Tax Freedom Day for Canadians comes June 29 – five days earlier than it did last year, the Fraser Institute said Thursday.

The right-of-centre think tank's Tax Freedom Day is an annual report on the day of the year when Canadians finish paying off their federal, provincial and local taxes, and begin earning money for themselves.

The Fraser Institute said the tax bill added up to determine its freedom day includes income taxes, sales taxes, property taxes, profit taxes, health, social security and employment taxes, import duties, license fees, taxes on the consumption of alcohol and tobacco, natural resource fees, fuel taxes, hospital taxes, and other levies.

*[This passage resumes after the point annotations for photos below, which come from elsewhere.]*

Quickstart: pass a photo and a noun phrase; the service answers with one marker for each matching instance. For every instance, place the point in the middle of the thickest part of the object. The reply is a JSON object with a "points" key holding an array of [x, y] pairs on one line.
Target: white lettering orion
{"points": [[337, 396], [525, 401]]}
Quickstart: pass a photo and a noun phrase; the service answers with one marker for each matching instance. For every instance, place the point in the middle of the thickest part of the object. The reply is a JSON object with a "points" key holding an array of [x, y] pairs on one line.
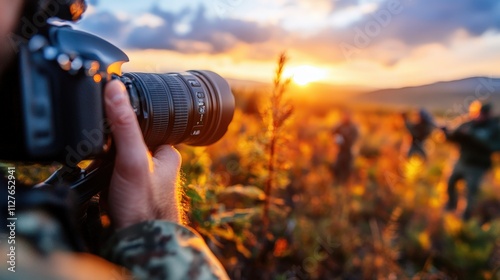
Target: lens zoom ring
{"points": [[160, 105], [159, 109], [181, 107]]}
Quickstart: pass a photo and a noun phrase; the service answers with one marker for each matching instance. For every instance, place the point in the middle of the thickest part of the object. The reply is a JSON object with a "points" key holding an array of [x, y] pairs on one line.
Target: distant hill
{"points": [[311, 91], [440, 96], [436, 96]]}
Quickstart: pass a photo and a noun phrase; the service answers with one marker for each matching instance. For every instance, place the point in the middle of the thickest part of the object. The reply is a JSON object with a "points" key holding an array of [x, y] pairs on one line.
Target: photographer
{"points": [[478, 139], [143, 204], [419, 131]]}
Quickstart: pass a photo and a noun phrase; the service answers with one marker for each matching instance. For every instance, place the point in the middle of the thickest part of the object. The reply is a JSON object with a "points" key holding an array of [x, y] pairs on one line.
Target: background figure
{"points": [[477, 140], [346, 135], [420, 131]]}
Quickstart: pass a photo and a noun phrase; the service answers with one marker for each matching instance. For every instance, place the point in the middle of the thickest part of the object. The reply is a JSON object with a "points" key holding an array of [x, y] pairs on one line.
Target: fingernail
{"points": [[116, 95]]}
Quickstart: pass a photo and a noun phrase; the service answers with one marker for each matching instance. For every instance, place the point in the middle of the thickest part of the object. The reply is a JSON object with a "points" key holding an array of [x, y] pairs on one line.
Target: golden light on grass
{"points": [[306, 74]]}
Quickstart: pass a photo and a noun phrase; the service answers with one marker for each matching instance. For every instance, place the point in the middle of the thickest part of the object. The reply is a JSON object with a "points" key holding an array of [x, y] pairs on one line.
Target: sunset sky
{"points": [[376, 43]]}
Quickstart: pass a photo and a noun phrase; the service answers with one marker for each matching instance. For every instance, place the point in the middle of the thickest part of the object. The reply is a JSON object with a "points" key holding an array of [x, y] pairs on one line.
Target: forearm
{"points": [[163, 250]]}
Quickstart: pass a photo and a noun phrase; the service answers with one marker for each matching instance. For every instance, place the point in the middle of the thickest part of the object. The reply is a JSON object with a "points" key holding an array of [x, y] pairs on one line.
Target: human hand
{"points": [[143, 187]]}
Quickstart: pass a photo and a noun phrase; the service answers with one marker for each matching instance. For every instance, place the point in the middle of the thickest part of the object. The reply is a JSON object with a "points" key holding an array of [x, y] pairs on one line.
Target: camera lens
{"points": [[194, 107]]}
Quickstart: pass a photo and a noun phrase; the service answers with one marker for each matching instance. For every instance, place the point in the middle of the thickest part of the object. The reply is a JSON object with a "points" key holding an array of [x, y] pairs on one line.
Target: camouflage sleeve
{"points": [[163, 250]]}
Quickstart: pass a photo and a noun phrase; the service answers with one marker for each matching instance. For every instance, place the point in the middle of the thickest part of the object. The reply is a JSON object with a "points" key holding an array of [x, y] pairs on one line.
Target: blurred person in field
{"points": [[477, 139], [419, 131], [345, 136]]}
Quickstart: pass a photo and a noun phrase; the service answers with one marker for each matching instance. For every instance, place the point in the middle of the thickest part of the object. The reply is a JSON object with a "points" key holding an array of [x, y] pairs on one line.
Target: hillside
{"points": [[436, 96]]}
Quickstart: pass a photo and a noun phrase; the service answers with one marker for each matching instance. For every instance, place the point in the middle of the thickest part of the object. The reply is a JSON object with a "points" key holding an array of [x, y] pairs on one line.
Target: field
{"points": [[389, 222]]}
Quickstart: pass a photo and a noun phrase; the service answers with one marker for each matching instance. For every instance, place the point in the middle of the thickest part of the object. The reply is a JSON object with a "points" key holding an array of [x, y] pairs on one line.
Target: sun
{"points": [[305, 74]]}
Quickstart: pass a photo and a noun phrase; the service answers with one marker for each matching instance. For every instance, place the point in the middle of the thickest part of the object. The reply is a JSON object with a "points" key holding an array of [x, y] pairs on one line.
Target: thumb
{"points": [[127, 134]]}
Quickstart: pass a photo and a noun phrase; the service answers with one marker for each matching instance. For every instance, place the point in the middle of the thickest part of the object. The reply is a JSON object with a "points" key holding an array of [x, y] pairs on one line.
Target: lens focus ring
{"points": [[181, 108]]}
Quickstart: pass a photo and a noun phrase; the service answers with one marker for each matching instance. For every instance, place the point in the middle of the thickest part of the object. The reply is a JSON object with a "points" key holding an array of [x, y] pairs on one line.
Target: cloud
{"points": [[385, 32], [187, 31], [426, 21]]}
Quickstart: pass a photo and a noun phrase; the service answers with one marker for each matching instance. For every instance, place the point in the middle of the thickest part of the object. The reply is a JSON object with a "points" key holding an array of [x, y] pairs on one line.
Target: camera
{"points": [[51, 102]]}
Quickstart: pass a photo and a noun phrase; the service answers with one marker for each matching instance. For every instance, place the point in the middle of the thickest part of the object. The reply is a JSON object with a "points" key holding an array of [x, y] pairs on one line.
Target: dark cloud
{"points": [[415, 23], [104, 24], [216, 34], [427, 21]]}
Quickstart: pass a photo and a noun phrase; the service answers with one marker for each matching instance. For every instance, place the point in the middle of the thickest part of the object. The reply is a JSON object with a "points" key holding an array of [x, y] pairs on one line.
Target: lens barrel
{"points": [[194, 107]]}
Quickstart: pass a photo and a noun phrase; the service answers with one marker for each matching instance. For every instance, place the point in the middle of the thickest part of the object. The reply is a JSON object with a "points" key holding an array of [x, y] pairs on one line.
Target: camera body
{"points": [[58, 96], [54, 100]]}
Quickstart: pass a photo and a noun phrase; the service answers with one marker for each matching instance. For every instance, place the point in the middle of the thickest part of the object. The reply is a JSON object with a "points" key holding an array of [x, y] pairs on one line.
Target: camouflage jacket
{"points": [[39, 245]]}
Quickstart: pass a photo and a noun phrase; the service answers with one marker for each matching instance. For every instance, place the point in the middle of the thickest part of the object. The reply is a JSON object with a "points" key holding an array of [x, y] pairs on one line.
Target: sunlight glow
{"points": [[306, 74]]}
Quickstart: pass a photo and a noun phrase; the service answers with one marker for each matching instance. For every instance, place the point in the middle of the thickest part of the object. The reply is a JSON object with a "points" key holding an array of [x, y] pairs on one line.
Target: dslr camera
{"points": [[52, 96]]}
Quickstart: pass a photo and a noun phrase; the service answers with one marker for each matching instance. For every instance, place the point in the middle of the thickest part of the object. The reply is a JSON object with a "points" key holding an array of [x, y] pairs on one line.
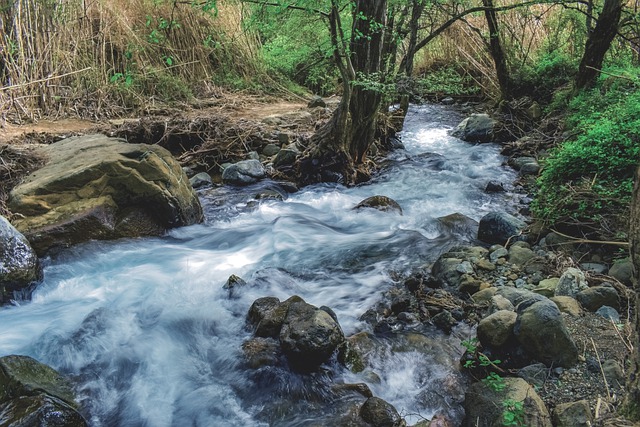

Despite the fact that 2001's freedom day comes one working-week sooner than last year, the Fraser Institute pointed out that back in 1961, the first year the calculation was made, May 3 was the day Canadians began earning money for themselves.

"While recent Tax Freedom Days show a levelling off of the tax burden and 2001 a break from the ramping up of taxes, it is nevertheless the fact that Tax Freedom Day this year is 57 days later than it was 40 years ago," Jason Clemens, the institute's director of fiscal studies, said.

Provincially, varying tax burdens translate into different Tax Freedom Days.

Newfoundland had the earliest freedom day in the country – May 30. The institute said that's due, in part, because a large share of its total revenues come from other provinces through federal transfer payments.

Quebec has the latest freedom day – July 4 – in the country. While that is six days earlier than last year, the province "still exerts its tax pressure against families in a more aggressive fashion than other provinces," the Fraser Institute said.